The man named Einstein was watching a technology conference on a video. He swiped his finger across the screen, muffling the sound, and said with a blank expression.
"What brings you here?"
"Of course you know the reason. Otherwise, you wouldn't have sent your men to stop me at the airport entrance, would you?" The old man spat out the chewing gum that had lost its taste in his mouth onto the ground. The mechanical dog that was still licking the circuit board immediately pricked up its ears vigilantly. Its pair of electronic eyes swept over the gum on the ground. It put down the circuit board and immediately pounced over. In less than five seconds, it cleaned up the gum stuck to the ground, leaving no trace behind.
After that, it obediently went back to its kennel.

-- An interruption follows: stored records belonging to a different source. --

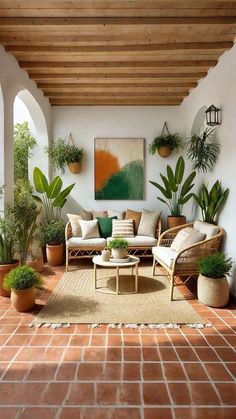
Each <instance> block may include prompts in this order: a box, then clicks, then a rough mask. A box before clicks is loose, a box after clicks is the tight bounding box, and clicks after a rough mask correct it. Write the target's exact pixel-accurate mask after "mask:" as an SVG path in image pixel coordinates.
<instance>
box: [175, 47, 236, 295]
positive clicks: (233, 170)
mask: <svg viewBox="0 0 236 419" xmlns="http://www.w3.org/2000/svg"><path fill="white" fill-rule="evenodd" d="M212 104H214V105H215V106H217V107H219V108H221V109H222V124H221V125H220V126H218V127H217V128H216V138H217V141H218V142H219V143H220V144H221V152H220V157H219V160H218V162H217V164H216V166H215V168H214V170H213V172H212V173H210V174H208V175H206V176H205V179H204V181H205V182H206V183H208V185H209V186H211V185H212V184H213V183H214V182H215V181H216V180H217V179H219V180H220V181H221V182H222V186H223V187H224V188H226V187H228V188H229V189H230V195H229V198H228V201H227V203H226V205H225V207H224V209H223V211H222V212H221V214H220V217H219V225H221V226H222V227H223V228H224V229H225V230H226V239H225V250H226V251H227V252H228V253H229V255H230V256H231V257H232V258H233V259H234V260H235V261H236V181H235V178H236V45H235V46H234V47H233V48H232V49H231V50H230V51H228V52H226V53H225V54H224V55H223V56H222V57H221V58H220V61H219V63H218V65H217V66H216V67H215V68H214V69H212V70H211V71H210V72H209V74H208V76H207V77H206V78H205V79H203V80H202V81H201V82H200V83H199V85H198V87H197V88H196V89H194V90H193V91H192V93H191V94H190V95H189V96H188V97H187V98H186V99H185V100H184V102H183V103H182V105H181V113H182V121H183V124H184V126H185V127H186V135H189V134H190V132H191V128H192V124H193V121H194V118H195V116H196V114H197V112H198V111H199V109H200V108H201V107H202V106H204V105H205V106H207V107H208V106H210V105H212ZM229 281H230V283H231V289H232V292H233V293H234V294H235V295H236V266H235V265H234V270H233V276H232V278H230V279H229Z"/></svg>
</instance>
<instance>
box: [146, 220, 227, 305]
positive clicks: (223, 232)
mask: <svg viewBox="0 0 236 419" xmlns="http://www.w3.org/2000/svg"><path fill="white" fill-rule="evenodd" d="M198 222H199V221H198ZM193 226H194V223H188V224H184V225H182V226H179V227H175V228H171V229H169V230H166V231H165V232H164V233H162V234H161V236H160V237H159V240H158V245H157V247H154V248H153V249H152V252H153V275H156V266H157V265H161V266H162V268H164V269H165V271H166V272H167V276H168V277H169V279H170V300H171V301H172V300H173V291H174V287H175V286H178V285H182V284H183V283H182V282H181V283H176V279H177V277H183V278H184V284H185V283H186V282H187V281H188V280H189V279H190V278H191V277H194V276H196V275H198V274H199V270H198V265H199V260H200V258H201V257H203V256H207V255H210V254H212V253H216V252H217V251H218V250H219V247H220V243H221V239H222V237H223V235H224V230H223V228H220V227H217V228H218V232H217V234H214V235H213V237H211V238H206V239H205V240H203V241H201V242H198V243H197V244H194V245H192V246H188V247H186V248H185V249H183V250H181V251H180V252H174V251H173V250H172V249H171V248H170V246H171V243H172V242H173V240H174V238H175V237H176V235H177V233H178V232H179V231H180V230H181V229H183V228H185V227H193ZM157 275H160V276H162V275H163V272H161V273H159V274H157Z"/></svg>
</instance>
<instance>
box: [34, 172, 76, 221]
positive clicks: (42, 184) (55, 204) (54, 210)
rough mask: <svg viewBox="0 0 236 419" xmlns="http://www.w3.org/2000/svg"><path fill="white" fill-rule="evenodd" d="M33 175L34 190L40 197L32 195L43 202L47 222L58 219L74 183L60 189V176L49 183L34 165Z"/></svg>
mask: <svg viewBox="0 0 236 419" xmlns="http://www.w3.org/2000/svg"><path fill="white" fill-rule="evenodd" d="M33 177H34V187H35V190H36V192H38V193H39V194H40V195H41V198H40V197H39V196H37V195H34V196H33V197H34V199H36V200H37V201H38V202H41V203H42V204H43V206H44V209H45V215H46V220H47V223H50V222H51V221H53V220H55V219H56V220H58V219H59V218H60V214H61V210H62V208H63V207H64V205H65V203H66V201H67V199H66V198H67V196H68V195H69V194H70V192H71V190H72V189H73V187H74V186H75V183H73V184H72V185H69V186H67V188H65V189H63V190H61V188H62V180H61V178H60V177H59V176H56V177H55V178H54V179H53V180H52V182H51V183H49V182H48V180H47V178H46V176H45V175H44V174H43V173H42V172H41V170H40V169H39V168H38V167H35V169H34V174H33Z"/></svg>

The old man took out another ten colorful gums. "Why are you targeting my men? You've temporarily changed the number of people who can complete the quest, reduced the number of slots, and increased the difficulty. You've violated the rules of the game, haven't you?"
"You still have the cheek to criticize me? Do you think I didn't notice the abnormal enhancement of his skills? An ordinary person can't do that no matter what. It's really your style. You and your little tricks, do you really think you can hide it from others? "
"Well … fortunately, I've always been popular. I can only pray that everyone will turn a blind eye to it." The old man continued his diabetes training plan. He raised his head and ate all the gum in his hand. Einstein frowned.
Einstein frowned. "What exactly are you and your followers planning? I don't believe that you would use up more than 80% of your power for an agent. This price is too high even for you. You are different from those weak fools who are about to die. Although your power has been weakening over the years, you are still far from that dangerous warning line, aren't you? Why would you choose to stake everything on one throw at this time? Based on my understanding of you, you have invested so much, so you must want to get more out of it."
The old man shrugged. "I've told you the truth long ago, but why are you always unwilling to believe me? I just want to win this game, take a share of the new market, restore my past glory, and let my name return to the public's eyes."
Einstein snorted. "You don't really think that wearing that nondescript funny outfit will allow you to integrate into a completely different civilization system, do you?"
"Why not give it a try? After all, KFC has launched the Old Beijing Chicken Roll over there." The old man blinked. "Survival of the fittest. This is the maxim you always say, isn't it? Although I prefer you when Giordano Bruno was tied to the stake, we can't go back to those good times, can we?"
"Be careful, Kronos. Don't play with fire and burn yourself," Einstein warned.
"I'll try to remember this advice, Sainz."